Ekonomik Programın Geleceği: Dünya Bankası ve İSO Raporlarından Kritik Sinyaller

Ekonomik Programın Mevcut Durumu ve Güven Endeksi

Türkiye’de toplumun genel moralini belirleyen en önemli faktörlerin başında ekonomi gelmektedir. Yürürlükte olan ekonomik program, göstergelerde olumlu gelişmeler sağlasa da, özellikle ekonomi yönetimine güven ve imalat sanayii alanlarında dikkatle izlenmesi gereken yönler barındırmaktadır. Geçiş ve toparlanma süreçlerinin ardından, 2026 yılından itibaren somut sonuç beklentisi giderek artmaktadır.

Ekonomik programın başarı hanesine yazılan bazı önemli başlıklar şunlardır:

  • Enflasyonda gözlemlenen düzenli düşüş eğilimi
  • Uluslararası rezervlerdeki belirgin artış
  • Cari açıktaki daralma
  • Küresel risk priminde (CDS) yaşanan iyileşme
  • Ilımlı büyüme oranlarının korunması
  • İstihdam piyasasında olumlu seyrin devam etmesi

Bu göstergeler programın işlediğine işaret etse de, sade vatandaştan büyük işletme sahiplerine kadar geniş bir kesim, Hazine ve Maliye Bakanı Mehmet Şimşek liderliğindeki ekonomi yönetiminin vaat ettiği refah günlerini sabırla beklemektedir. GENAR’ın Temmuz 2025 Raporu’na göre, ekonomi kurmaylarına duyulan güven siyasi eğilimlere göre farklılık göstermektedir. AK Parti seçmeninin %48.2’si yönetime güvendiğini belirtirken, CHP seçmeninin %48’i ise hiç güvenmediğini ifade etmektedir. Bu tablo, dar ve sabit gelirlileri destekleyici ince ayarların ve daha etkili iletişim stratejilerinin gerekliliğini ortaya koymaktadır.

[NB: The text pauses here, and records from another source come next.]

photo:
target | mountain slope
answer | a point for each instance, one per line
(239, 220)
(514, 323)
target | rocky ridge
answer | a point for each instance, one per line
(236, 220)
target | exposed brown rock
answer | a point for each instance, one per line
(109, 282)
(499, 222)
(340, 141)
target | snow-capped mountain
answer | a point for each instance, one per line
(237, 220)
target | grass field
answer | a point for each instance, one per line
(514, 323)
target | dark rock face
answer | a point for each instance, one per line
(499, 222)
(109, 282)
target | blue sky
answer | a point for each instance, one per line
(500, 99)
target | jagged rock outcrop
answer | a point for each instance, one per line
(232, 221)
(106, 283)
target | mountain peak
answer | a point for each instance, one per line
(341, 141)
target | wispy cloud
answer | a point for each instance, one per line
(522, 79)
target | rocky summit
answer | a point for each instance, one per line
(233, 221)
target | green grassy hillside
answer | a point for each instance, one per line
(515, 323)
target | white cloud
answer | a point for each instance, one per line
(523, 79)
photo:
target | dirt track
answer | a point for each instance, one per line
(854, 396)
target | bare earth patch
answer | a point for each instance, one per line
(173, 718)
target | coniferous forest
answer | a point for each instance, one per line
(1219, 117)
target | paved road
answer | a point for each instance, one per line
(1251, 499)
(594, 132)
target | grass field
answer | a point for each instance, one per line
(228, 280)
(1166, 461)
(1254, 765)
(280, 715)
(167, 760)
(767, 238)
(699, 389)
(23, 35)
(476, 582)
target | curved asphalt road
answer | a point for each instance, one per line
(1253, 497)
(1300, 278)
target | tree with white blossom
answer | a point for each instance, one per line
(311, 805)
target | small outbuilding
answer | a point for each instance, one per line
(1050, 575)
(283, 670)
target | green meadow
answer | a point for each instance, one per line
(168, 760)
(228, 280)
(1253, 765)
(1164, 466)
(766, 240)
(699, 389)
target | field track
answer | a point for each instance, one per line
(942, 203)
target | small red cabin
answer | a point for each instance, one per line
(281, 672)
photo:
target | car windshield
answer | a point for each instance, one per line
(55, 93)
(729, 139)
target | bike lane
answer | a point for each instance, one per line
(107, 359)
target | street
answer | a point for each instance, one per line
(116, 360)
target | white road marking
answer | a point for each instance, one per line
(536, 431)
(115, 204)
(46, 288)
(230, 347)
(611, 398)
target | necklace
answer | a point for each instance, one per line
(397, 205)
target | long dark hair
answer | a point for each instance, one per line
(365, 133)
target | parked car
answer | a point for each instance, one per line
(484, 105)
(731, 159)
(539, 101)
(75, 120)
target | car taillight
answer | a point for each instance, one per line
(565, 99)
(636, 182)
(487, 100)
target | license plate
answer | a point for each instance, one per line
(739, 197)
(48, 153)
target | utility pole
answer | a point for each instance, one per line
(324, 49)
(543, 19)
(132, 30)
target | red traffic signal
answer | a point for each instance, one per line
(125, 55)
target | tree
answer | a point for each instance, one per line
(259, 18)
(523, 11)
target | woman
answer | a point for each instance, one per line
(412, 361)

Dünya Bankası ve İSO Raporları Ne Diyor?

Dünya Bankası, yayımladığı çeşitli raporlarda, yükselen piyasalarda reel sektörün ayakta kalmasının hayati önem taşıdığını vurgulamaktadır.

Dünya Bankası uzmanlarına göre, ekonomik programların uygulandığı veya krizlerin yaşandığı dönemlerde imalatçı ve ihracatçı firmaların korunması öncelikli olmalıdır. Aksi halde girişimcilik kültürü, yönetim altyapısı, pazarlama ağları gibi yapıların yeniden inşası yıllar alabilir.

Bu analizler, meselenin basit bir sermaye el değiştirmesinden çok daha derin olduğunu ve reel sektördeki bir yavaşlamanın uzun vadeli büyümeyi, rekabet gücünü ve nitelikli iş gücü arzını olumsuz etkilediğini göstermektedir.

İSO PMI Verileri İmalat Sanayine Işık Tutuyor

Bu bağlamda, İstanbul Sanayi Odası (İSO) Türkiye Sektörel Satın Alma Yöneticileri Endeksi (PMI) Temmuz 2025 Raporu kritik sinyaller vermektedir. Ekonomik büyümenin öncü göstergesi olan imalat sanayii performansında son durum şu şekildedir:

  • Takip edilen 10 sektörün tamamında yeni siparişler ivme kaybetti.
  • Üretim artışı sadece elektrikli ve elektronik ürünler sektöründe görüldü.
  • Girdi maliyetlerindeki artış sebebiyle tekstil hariç tüm sektörlerde satış fiyatları yükseldi.
  • Müşteri talebindeki zayıflık, yeni siparişlerin üst üste 25. ayda yavaşlamasına neden oldu.
  • Zayıf dış talep nedeniyle yeni ihracat siparişleri daralmaya devam etti.

Sonuç olarak, Cumhurbaşkanı Tayyip Erdoğan’ın yüksek faiz oranlarına rağmen desteklediği mevcut ekonomik programın, çok geç olmadan reel sektör ve KOBİ’lerin ihtiyaçları doğrultusunda yeniden gözden geçirilmesi gerektiği açıkça görülmektedir.